What does this have to do with Donny O’Malley? Nothing, really. But I still think he uses too much dick and ass in his jokes and he should stop. In reality, Donny and his team likely mean well, as they say. Also, I know that the homoerotic humor is very much part of the Marine and military culture. I, too, have found dildos and anal beads during room inspections. I, too, have been emotionally scarred by the shadowy depths of the Lance Corporal imagination. However, I believe the twisted metal in the rifleman’s mind is an effect rather than a cause. Moreover, I think we ought to be bridging the gap between service-people and civilians, rather than create a sense of eternal belonging to a group which is technically no longer ours.
“Once a Marine, always a Marine.” Right? Well, that’s a bit confusing, SgtMaj (ret.)
The “gun club” will always be there. I don’t suggest, at all, that you should separate yourself from the broad and dense advocacy present in the veteran networks. Seek them out and use them for all the power they hold! But realize, also, that the world is bigger than the military. There are people who can relate to you, even though they never served. There are pursuits, other than being a bro vet, that will feed your soul and help chart your path to happiness.

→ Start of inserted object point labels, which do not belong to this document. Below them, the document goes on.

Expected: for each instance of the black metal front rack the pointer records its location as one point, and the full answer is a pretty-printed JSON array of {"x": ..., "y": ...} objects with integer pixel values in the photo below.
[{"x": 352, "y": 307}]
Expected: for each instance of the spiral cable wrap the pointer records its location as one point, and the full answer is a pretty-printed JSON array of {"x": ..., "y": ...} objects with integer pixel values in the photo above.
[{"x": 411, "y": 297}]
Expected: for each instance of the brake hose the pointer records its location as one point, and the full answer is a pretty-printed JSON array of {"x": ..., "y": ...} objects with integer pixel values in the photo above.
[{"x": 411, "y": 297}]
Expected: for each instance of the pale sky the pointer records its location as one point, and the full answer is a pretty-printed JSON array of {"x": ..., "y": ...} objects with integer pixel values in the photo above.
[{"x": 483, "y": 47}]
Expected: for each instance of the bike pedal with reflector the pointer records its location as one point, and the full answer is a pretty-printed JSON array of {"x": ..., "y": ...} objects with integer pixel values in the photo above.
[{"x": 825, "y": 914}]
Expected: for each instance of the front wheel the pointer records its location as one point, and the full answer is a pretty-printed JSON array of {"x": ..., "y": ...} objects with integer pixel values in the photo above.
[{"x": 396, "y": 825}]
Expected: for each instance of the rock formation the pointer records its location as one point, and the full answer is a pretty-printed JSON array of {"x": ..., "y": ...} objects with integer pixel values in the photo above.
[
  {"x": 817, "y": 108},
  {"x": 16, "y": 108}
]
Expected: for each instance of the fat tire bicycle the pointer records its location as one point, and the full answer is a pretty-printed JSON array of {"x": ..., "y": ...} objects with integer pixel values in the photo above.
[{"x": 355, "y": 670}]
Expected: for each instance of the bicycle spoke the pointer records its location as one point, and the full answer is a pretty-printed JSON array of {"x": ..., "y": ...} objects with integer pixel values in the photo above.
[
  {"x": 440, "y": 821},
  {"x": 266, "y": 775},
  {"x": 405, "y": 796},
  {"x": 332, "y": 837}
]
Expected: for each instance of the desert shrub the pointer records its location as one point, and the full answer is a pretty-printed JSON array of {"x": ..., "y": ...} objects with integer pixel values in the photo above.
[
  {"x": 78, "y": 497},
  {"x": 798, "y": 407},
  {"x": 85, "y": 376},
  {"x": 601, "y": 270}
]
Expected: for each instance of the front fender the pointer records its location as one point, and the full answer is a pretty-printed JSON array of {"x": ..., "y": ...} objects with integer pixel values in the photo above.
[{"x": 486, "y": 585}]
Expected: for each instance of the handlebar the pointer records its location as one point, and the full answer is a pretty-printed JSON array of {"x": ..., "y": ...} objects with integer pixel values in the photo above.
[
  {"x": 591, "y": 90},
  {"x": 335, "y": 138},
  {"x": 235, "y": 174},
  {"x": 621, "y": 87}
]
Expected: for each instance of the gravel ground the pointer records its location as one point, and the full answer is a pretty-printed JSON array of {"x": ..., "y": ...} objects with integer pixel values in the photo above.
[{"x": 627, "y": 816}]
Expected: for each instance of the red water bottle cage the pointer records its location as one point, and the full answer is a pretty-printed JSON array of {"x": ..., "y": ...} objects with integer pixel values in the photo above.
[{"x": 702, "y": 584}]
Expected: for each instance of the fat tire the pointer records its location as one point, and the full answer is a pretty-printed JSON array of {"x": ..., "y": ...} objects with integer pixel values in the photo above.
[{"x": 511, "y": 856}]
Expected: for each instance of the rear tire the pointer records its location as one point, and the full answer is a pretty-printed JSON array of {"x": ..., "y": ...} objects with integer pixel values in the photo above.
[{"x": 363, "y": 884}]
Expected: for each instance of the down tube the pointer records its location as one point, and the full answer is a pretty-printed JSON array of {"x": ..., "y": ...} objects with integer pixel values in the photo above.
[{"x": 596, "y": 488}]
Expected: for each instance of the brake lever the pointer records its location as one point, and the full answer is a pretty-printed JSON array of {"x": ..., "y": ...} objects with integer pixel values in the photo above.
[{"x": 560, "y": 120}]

Sometimes, I love a good dick joke–who doesn’t?! I also like shooting guns and displaying my toxic masculinity. But I also love a good book about real estate investing. I love a good family friendly Rom-Com. I like dogs. I like non-dick jokes. I like cooking. I like a lot of shit.
Most importantly, I’ve rediscovered the sense of purpose I was missing. Just because my profession is not “arms” anymore, does not mean I shouldn’t be working just as hard. When you apply the same work ethic to your current pursuit, passion and purpose WILL follow.
You aren’t just a Vet. You certainly aren’t just a raunchy and crude-humored Vet.
You can be this AND that.
You catch my drift? What do you think!?